Among non-oxide ceramics, TiB₂ [1,2,3,4,5,6,7,8,9,10] is particularly studied for several reasons. Firstly, it is a hard and stiff ceramic. Moreover, it possesses a very high melting point (3225 °C) [11] and exhibits a level of electrical conductivity similar to that of metals [12]. This feature can be effectively utilized in electro-discharge machining, which is a more cost-effective technique compared to conventional diamond tool machining for shaping ceramic components.

Despite the numerous advantages of using TiB₂, achieving a fully dense material is highly challenging. This is primarily due to the low self-diffusion coefficient and relatively high vapor pressure of its constituents, [13] resulting from the presence of both ionic and covalent bonds [14]. Furthermore, the presence of an oxide layer (TiO₂ and B₂O₃) on the surface of TiB₂ powder promotes excessive grain growth through vapor or surface transport mechanisms during the sintering process, leading to the formation of porosity that becomes trapped within the grains [15,16].

For all the previously addressed issues, among the possible densification routes, pressureless sintering (PLS) of TiB₂ seems to be an unattractive choice, since it requires relatively high temperatures (2000–2200 °C) and many hours of dwell time to achieve a good densification.
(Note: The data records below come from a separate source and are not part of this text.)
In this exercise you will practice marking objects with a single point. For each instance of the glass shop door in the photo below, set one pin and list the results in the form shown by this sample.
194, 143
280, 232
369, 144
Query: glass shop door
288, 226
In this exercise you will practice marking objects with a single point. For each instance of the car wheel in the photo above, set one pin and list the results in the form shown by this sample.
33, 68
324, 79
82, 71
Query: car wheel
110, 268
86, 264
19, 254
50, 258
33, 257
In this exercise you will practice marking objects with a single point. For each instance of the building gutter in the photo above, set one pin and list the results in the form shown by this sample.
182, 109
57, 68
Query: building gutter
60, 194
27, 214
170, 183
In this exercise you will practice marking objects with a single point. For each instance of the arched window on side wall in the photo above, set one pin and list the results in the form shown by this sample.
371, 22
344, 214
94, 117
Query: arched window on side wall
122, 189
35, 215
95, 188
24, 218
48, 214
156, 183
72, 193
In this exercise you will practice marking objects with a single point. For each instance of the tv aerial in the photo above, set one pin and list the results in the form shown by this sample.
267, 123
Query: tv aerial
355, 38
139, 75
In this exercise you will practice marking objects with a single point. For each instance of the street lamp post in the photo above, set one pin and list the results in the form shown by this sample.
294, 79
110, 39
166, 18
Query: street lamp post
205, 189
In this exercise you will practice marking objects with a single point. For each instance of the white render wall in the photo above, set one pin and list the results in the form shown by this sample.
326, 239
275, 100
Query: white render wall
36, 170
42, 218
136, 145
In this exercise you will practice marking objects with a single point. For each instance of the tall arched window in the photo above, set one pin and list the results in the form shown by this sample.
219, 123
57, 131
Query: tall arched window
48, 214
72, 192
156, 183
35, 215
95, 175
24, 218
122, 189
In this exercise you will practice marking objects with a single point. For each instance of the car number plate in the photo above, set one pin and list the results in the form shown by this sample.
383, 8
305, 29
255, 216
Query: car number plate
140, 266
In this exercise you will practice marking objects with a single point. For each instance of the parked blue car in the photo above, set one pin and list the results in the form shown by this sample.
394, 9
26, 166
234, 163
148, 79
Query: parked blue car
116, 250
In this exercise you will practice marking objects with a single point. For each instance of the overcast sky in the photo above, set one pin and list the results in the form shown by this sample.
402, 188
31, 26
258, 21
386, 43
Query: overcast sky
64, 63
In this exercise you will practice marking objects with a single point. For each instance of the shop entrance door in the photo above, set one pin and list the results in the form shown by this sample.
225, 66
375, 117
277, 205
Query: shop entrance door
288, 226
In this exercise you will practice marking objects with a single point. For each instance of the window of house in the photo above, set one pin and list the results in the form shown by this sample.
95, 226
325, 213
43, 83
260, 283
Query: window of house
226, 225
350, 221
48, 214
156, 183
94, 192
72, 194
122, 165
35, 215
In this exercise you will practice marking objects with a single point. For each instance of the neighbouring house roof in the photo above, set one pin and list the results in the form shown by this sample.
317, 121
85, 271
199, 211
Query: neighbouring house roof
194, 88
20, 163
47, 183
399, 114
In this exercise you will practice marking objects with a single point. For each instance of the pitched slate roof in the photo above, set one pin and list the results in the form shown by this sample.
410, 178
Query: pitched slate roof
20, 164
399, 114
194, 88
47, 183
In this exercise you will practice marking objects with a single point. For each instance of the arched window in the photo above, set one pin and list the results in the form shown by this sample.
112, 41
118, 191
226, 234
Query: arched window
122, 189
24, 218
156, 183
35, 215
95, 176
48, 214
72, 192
This can lead to exaggerated grain growth and consequently to lower mechanical properties due to the anisotropy of the hexagonal grain structure that results in deleterious internal stresses [6,15]. Grain growth can also cause microcracking when average grain size exceeds a critical value, which experimental observations suggest to be ~15 µm [14,17,18,19,20].

Densification by hot pressing (HP) can lower the sintering temperature (1800–2000 °C), increase the sintering rate and achieve a uniform microstructure of sintered materials [13,21,22,23,24]. Spark plasma sintering (SPS) is an alternative strategy where the combination of applied external pressure and current with a very high intensity leads to rapid heating, lower working temperature and shorter dwell time. The advantages of the HP and SPS techniques are a higher density and finer final microstructure. However, both processes are limited by a simple sample geometry [10,25,26,27,28,29,30].

One more way to improve the sintering of TiB₂ is through addition of sintering aids, that can be either metallic or non-metallic. Metallic additives like Ti [31], Co [32], Cr [33], Ni [34], Fe [35], Al [36] and Ta [37] may lead to high relative density through liquid phase sintering (LPS); indeed, these transition metals can react with TiB₂ and B₂O₃ to form various metal borides with a low melting point and a good wetting behavior. Although the liquid phase increases mass transport and decreases the sintering temperature (1500–1700 °C), accelerated grain growth is observed [38,39,40]. Moreover, metallic additives have been found to reduce the corrosion resistance, wear properties and high temperature properties of TiB₂ [14,26,40,41].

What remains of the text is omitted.